Republicans Make Strides Toward Southern House Domination
For Republicans to maintain a strong majority in the House, they knew they had to steal away more Democratic seats in the South. It won't be a complete sweep, but they accomplished that mission.
Most of the gains were unsurprising. In fact, Republicans knew that the only reason they wouldn't be able to poach more seats was because there were so few left to pick up. In 2010, the GOP won 17 seats in the old Confederate states. Republicans may not have had quite the wave this time, but they had another ace in the hole for 2012: the new congressional map in North Carolina.
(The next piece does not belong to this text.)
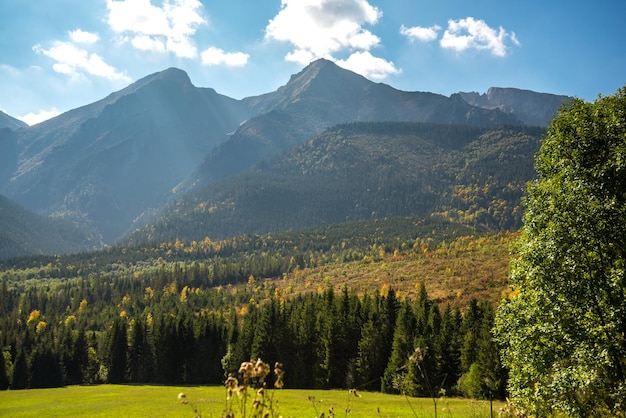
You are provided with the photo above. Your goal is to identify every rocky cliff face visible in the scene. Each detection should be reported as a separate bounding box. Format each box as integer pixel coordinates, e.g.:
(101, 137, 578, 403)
(459, 87, 571, 127)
Drawn by the GOP Legislature in 2011, the map was so Republican-friendly that the GOP easily picked off Rep. Larry Kissell and snatched the seats vacated by retiring Reps. Heath Shuler and Brad Miller. Had Shuler sought reelection, he might have held on but the Democrat who ran in his stead--Shuler's former chief of staff Hayden Rogers--had no real chance of winning the 11th District once the liberal areas around Ashville were axed. Miller had so little chance of holding his seat that he even toyed with running in a primary against his Democratic neighbor, Rep. David Price. The GOP also scored easy pickups after Reps. Mike Ross of Arkansas and Dan Boren of Oklahoma retired, leaving GOP-leaning seats vulnerable.